Arup’s building engineers and technical specialists were involved from the outset, working initially with the council and AHR Architects, and subsequently collaborating with the contractor Interserve through to the centre’s public opening.

Close collaboration and communication between all partners allowed construction to complete in just 19 months, an achievement given the size and complexity of the sports hall. Our contribution to the project included multidisciplinary building engineering as well as specialist input from our geo-environmental, acoustics, lighting design and BREEAM sustainability assessment teams.

Project Summary


19 month construction programme

15 badminton courts

BREEAMExcellent

Preserving parkland

Built on the site of a former community sports centre situated in a parkland setting, one of the project’s design priorities was to protect this setting and to better connect the new facility to the surrounding parkland.

The team succeeded in delivering a larger, better-equipped centre without a substantial increase in the building’s footprint and, crucially, without the loss of any green space.

Low carbon initiatives 

Leisure centres are often energy intensive and the AHR-Arup design team focused on both reducing operational energy demand and on incorporating onsite renewables generation. The project integrated low carbon technologies, including an existing solar photovoltaic installation and a new energy-efficient combined heat and power (CHP) plant. 

Windows are full ceiling height, enabling daylight to penetrate deep into the building, while the design also uses low energy LED lighting and a glazed façade for reduced solar gain and lower energy demand. Sensors switch off lighting when it is not required. The result is a BREEAM Excellent building with an EPC rating of A, representing a design aimed at achieving operational carbon emissions half that of a typical new build.

Arup adeptly coordinated the building design with the requirements of multiple stakeholders on this
project, including our pool filtration specialist, district heating provider, operator and Sports
England. Arup have been good communicators, helpful, pragmatic, and thorough throughout the
design process. ” Paul Phillips Operational Buildings Manager, Eastleigh Borough Council

Smart structural solutions

Supporting the building structure are double laminated glulam timber beams, which run prominently along the ceiling of the swimming pool. Our structural engineering team avoided the use of corrosive materials that might have required the pool to close for maintenance. In fact, the distinctive glulam beams will not require maintenance for the lifetime of the building.

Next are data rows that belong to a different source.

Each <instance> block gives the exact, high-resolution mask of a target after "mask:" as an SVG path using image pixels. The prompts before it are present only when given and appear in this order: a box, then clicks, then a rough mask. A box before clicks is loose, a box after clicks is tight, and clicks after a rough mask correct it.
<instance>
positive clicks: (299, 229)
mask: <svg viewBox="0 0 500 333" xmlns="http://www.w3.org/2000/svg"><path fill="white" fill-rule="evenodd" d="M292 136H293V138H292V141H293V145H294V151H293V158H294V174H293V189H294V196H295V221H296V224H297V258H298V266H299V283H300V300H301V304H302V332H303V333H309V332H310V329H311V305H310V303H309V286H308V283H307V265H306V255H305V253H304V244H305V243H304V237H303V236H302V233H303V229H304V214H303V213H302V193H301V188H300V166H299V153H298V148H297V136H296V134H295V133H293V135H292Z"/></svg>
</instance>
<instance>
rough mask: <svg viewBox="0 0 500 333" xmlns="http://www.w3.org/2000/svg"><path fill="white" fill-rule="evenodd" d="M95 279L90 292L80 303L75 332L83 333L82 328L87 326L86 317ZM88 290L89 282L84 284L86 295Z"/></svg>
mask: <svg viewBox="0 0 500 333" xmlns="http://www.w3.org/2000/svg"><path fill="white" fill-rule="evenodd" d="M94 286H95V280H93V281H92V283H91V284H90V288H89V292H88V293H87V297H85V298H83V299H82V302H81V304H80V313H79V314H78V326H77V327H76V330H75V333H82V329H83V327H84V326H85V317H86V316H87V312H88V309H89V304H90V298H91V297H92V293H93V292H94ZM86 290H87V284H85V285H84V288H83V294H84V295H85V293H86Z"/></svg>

Our structural design for the pool substructure also eliminated the need for tension pile foundations, which in turn reduced the cost and length of construction.

In addition, the pool is fitted with underwater cameras with automatic drowning detection, whilst a moveable floor within the learner pool both enables easy maintenance and facilitates increased accessibility for pool users with mobility challenges.

A floating floor 

The fitness suite is located directly above offices and meeting rooms. Our structures and acoustics engineers offered a solution to reduce noise and vibration from the gym floor to the rooms below and adjacent areas. A horizontally-isolated structure that separates the slab of the free weights area from the rest of the building was introduced, together with variable stiffness vibration isolation materials including a Regupol® recycled tyre crumb for the isolation material. This approach significantly reduced the transmission of impacts from the gym to the surrounding area and was cost effective and simpler to construct.

Optimisation of internal space

Arup’s multidisciplinary team and AHR adopted building information modelling (BIM) from the outset. This simplified the routing of the mechanical and electrical services along the main spine of the building into recessed beams in the floor. This approach facilitated lowering of the building height and compliance with the local authority’s planning conditions without the need to relinquish internal space.